「異端者でいいじゃないか」菅原文太さんが国民に送ったエール
【日刊ゲンダイ新春特別インタビュー「ポスト震災を生き抜く」2012年1月1日号より】
あれだけの大震災と原発事故を経て、日本人の意識が違う流れに変わるかな、と期待したけど、変わらないな。何も変わらないと言っていいほど。戦後の日本はすべてがモノとカネに結びついてきた。そこが変わらないとな。
農業もそうだ。本来、人の命を養うための営みが、利益や効率を追い求めて、いつの間にか商業や工業のようになってしまった。JA全農のガラス張りビルが経団連の隣にあるのが象徴だ。おかしな話だよな。
俺は09年から有機栽培に取り組んできた。在来種を扱うタネ屋は数えるほどで、売られている野菜は「F1」といって一代限りで、タネを残せない一代交配種で作られている。農薬もハッキリ言って毒だよ。米軍がベトナム戦争で散布した枯れ葉剤のお仲間さ。極論すれば農薬と化学肥料とF1種で成り立っているのが、今の日本の農業じゃないのか。

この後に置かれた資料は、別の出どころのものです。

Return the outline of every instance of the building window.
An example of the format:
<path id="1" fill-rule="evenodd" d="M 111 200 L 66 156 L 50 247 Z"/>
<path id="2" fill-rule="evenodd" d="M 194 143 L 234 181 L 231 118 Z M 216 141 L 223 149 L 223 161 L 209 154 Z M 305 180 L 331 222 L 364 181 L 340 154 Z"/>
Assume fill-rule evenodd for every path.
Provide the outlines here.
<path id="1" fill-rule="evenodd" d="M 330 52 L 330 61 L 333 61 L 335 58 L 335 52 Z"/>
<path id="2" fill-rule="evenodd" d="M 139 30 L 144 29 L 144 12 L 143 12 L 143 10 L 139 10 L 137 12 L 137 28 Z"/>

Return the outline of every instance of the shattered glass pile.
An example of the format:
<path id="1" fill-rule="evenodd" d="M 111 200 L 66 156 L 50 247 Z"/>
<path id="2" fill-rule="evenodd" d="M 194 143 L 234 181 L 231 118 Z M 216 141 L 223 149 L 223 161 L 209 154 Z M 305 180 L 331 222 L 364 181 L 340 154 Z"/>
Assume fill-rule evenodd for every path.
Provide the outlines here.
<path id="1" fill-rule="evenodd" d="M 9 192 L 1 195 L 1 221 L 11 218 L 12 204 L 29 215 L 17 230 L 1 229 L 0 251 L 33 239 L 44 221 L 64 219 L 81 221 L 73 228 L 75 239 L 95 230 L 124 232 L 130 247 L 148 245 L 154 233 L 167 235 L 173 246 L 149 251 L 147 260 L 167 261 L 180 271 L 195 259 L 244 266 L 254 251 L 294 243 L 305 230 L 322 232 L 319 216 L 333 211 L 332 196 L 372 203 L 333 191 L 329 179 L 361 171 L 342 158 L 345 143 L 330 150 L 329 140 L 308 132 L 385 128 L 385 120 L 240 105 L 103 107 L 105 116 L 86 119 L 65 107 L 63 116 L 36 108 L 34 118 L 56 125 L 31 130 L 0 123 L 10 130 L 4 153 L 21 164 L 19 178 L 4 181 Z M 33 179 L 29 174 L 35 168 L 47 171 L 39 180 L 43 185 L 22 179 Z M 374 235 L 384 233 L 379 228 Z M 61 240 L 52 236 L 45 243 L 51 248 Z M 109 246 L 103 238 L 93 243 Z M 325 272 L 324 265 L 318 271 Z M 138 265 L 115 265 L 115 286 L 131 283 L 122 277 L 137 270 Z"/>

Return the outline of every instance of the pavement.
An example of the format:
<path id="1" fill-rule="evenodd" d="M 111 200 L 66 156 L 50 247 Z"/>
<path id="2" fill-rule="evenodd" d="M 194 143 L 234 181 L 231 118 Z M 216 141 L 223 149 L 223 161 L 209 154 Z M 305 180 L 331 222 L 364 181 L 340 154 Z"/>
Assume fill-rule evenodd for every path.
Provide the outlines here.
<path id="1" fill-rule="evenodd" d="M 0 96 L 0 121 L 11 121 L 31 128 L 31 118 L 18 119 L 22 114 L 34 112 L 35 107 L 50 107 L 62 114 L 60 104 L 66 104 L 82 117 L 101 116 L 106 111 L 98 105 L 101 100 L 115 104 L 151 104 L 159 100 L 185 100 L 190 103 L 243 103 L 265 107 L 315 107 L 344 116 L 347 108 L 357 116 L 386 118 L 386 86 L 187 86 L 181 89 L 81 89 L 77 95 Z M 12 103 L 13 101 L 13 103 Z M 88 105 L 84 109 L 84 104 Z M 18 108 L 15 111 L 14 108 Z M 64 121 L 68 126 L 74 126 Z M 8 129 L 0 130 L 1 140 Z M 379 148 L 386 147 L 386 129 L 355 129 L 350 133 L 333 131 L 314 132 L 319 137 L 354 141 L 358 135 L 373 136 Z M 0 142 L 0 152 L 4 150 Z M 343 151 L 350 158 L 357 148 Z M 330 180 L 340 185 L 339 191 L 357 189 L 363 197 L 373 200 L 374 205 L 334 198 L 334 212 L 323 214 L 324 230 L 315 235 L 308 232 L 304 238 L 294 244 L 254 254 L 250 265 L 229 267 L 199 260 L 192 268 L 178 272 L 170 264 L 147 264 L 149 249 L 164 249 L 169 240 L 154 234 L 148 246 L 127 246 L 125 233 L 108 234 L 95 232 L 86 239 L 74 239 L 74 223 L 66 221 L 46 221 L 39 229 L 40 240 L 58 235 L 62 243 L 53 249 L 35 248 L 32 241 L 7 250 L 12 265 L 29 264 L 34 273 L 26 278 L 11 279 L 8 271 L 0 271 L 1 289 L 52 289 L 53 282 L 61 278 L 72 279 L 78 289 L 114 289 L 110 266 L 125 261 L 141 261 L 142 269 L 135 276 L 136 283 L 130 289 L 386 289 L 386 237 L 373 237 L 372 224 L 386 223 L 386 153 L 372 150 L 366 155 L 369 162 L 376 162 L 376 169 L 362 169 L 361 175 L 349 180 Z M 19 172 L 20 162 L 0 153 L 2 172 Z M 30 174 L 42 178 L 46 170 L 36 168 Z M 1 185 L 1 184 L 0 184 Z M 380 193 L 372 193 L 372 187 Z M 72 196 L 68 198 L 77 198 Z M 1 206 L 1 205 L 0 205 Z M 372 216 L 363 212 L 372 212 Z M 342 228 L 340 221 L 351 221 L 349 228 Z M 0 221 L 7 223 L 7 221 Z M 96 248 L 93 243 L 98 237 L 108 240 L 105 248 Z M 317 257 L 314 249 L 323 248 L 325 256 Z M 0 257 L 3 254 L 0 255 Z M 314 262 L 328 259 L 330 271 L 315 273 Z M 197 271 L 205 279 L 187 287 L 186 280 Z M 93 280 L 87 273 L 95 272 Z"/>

その構図は原発とイコールだ。日本は高度成長に入る頃から、アメリカに「農薬を買え」「化学肥料を入れろ」と突き上げられ、ハイハイと従ってきた。農協が「大丈夫、安全だ」と農民にどんどん売って、60年代には、ヨーロッパの6倍、アメリカの7倍の農薬を農地に投入してきた。今や日本の有機栽培率は、たったの0・16%。中国以下なんて情けないよな。